Pentaho Data Integration

Version
9.3.x
Audience
anonymous
Part Number
MK-95PDIA003-15

Parent article

You can use the Read Metadata step to search and retrieve any existing metadata in the Pentaho Data Catalog that is associated with specific Data Catalog registered data resources.

Specifically, you could create a transformation that searches Data Catalog for existing metadata that points to data stored in CVS files and Parquet files stored in HDFS or Amazon S3. You can then pass all the associated metadata, including the location of the data, to other steps within your transformation for processing.

For example, you could use the Read Metadata to retrieve the metadata for a data file's cluster location and then pass the metadata to a Text File input step or a Catalog Input step that retrieves the file’s contents for an ETL operation on the data. The transformation can then write the new data contents back to the file or to a new file.
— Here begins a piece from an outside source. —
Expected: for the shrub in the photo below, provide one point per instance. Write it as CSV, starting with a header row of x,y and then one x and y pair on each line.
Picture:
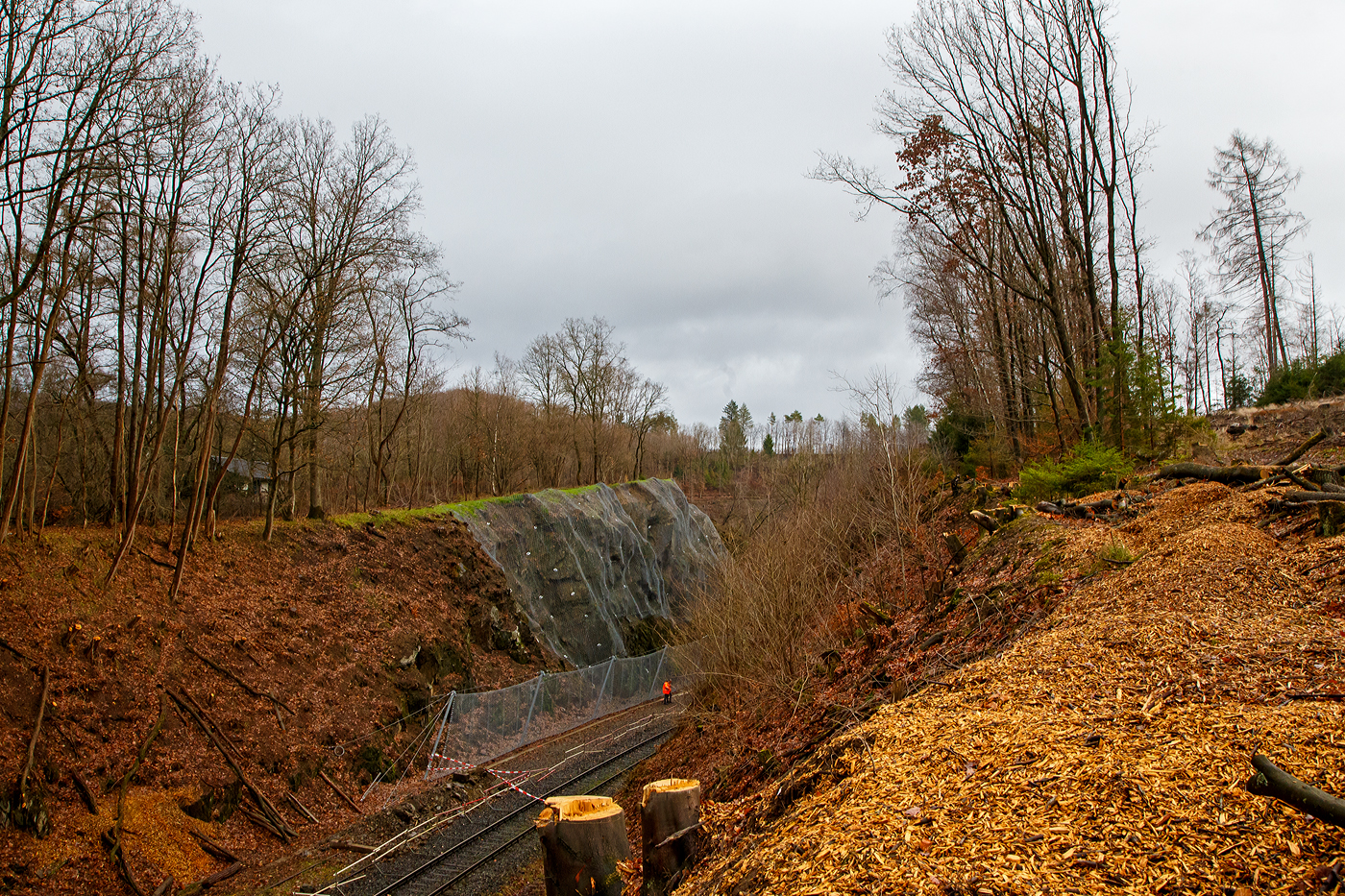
x,y
1089,467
The Read Metadata step includes search options to identify, locate, and retrieve the metadata associated with the available data resources listed in Data Catalog .

For more information about accessing Pentaho Data Catalog in PDI, see PDI and Data Catalog.

Note: This step is supported on the PDI engine but not on the Spark engine. Only CSV text file and Parquet data formats are currently supported. You must have role permissions set in Data Catalog to read the data resources.